Treasury yields, which had climbed earlier in the day, reversed course as Wall Street processed the news. For a currency that had been coasting on expectations of economic chest-thumping and protectionism, the report was a gut punch. The possibility that Trump might actually rein in his aggressive trade rhetoric hit like a bucket of cold water.
According to the Post, the new plan could slap tariffs on steel, aluminum, copper, and iron—the lifeblood of the defense industry.
Think tanks and insiders speculate that Trump wants to rebuild America’s supply chains for military equipment right here at home.
It doesn’t stop there. Medical supplies are allegedly also on the chopping block. Needles, vials, syringes, and raw pharmaceutical materials are rumored to be high on the priority list.
Then there’s energy. Tariffs could hit imports of rare earth minerals, solar panels, and high-performance batteries—essential components for everything from electric cars to the nation’s energy grid.
Trump, true to form, wasn’t having any of it. He took to Truth Social to call the Washington Post report “fake news.” In a post dripping with trademark bombast, the president wrote, “The story in the Washington Post, quoting so-called anonymous sources, which don’t exist, incorrectly states that my tariff policy will be pared back. That is wrong.”
Despite the pushback, the damage was done. The greenback’s strength over the past few weeks had come from expectations that Trump would hit his biggest trading partners—China, the EU, and beyond—with heavy, across-the-board tariffs.
A narrower approach? That’s a different game altogether. The markets responded immediately. The yuan and euro, currencies that had taken a beating in recent months, bounced back as traders recalibrated their outlook.

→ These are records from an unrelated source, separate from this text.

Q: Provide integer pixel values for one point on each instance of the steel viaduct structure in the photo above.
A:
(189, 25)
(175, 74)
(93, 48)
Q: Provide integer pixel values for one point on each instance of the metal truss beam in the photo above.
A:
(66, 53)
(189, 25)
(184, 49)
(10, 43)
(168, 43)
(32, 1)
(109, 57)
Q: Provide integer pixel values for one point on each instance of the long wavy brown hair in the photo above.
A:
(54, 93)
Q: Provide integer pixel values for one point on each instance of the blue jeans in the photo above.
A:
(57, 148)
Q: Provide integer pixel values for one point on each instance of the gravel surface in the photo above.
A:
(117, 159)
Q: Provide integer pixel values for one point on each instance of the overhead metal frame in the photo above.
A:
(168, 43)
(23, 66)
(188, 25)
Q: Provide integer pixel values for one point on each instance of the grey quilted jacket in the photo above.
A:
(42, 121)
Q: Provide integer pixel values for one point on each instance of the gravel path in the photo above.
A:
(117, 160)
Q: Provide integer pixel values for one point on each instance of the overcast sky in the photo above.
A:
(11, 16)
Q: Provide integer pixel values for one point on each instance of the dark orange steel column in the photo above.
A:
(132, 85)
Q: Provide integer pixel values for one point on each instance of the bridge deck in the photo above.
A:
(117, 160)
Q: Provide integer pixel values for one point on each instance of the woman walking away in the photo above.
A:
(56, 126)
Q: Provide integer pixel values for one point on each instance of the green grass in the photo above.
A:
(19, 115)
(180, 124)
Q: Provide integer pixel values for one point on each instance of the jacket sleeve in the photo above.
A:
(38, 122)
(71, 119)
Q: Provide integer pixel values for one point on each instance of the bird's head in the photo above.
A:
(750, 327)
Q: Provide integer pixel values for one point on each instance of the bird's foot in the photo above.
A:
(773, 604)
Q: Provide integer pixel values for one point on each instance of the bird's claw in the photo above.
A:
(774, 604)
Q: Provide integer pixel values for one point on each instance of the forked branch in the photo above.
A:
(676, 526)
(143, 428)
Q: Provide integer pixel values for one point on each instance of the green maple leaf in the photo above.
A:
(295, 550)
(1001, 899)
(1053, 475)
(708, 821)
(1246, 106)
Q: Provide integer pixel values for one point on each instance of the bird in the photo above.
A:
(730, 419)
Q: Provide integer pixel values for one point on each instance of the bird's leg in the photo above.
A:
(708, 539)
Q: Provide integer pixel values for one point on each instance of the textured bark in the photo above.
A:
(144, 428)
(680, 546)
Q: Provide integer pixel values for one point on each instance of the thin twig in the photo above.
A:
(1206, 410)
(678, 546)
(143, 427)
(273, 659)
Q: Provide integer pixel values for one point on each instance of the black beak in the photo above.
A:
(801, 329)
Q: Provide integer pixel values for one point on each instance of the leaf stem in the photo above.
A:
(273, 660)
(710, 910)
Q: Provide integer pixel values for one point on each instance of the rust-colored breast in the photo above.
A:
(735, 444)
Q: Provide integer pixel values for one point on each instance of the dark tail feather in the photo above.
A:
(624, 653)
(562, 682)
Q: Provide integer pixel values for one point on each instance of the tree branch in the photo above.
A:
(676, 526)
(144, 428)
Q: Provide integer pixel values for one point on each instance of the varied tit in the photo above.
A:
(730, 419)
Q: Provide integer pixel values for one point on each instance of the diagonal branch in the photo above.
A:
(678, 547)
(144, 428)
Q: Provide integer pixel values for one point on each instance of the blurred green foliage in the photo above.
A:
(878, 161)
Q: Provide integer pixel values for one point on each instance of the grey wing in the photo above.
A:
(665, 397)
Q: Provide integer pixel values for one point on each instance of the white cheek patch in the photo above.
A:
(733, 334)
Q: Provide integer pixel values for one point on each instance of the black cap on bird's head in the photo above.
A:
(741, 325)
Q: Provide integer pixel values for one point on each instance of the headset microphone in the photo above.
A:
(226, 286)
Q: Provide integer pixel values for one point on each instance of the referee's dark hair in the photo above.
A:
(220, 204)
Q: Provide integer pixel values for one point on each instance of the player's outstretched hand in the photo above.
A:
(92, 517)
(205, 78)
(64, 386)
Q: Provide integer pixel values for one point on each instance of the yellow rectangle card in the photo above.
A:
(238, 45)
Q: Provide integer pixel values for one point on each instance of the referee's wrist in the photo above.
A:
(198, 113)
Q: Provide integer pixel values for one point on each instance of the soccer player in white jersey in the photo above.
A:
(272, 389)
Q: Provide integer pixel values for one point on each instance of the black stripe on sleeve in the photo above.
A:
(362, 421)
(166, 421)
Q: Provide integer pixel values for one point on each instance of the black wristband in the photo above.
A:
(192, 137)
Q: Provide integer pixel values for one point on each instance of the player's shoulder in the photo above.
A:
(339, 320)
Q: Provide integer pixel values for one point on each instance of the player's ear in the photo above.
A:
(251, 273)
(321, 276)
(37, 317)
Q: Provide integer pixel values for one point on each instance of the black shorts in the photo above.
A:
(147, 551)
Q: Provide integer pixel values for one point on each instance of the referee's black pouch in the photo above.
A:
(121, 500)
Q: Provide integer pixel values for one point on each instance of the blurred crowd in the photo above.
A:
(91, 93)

But the so-called “one-size-fits-all” approach, where all countries would face the same rates, is apparently still under discussion. However, the political and economic risks are enormous. Blanket tariffs of 10%-20% could hike prices on everything from cars to electronics, hammering American households already grappling with inflation.
Global trade experts are also raising red flags. A universal tariff policy could trigger a domino effect of retaliatory measures from other countries, squeezing global economic growth and further rattling financial markets, including crypto.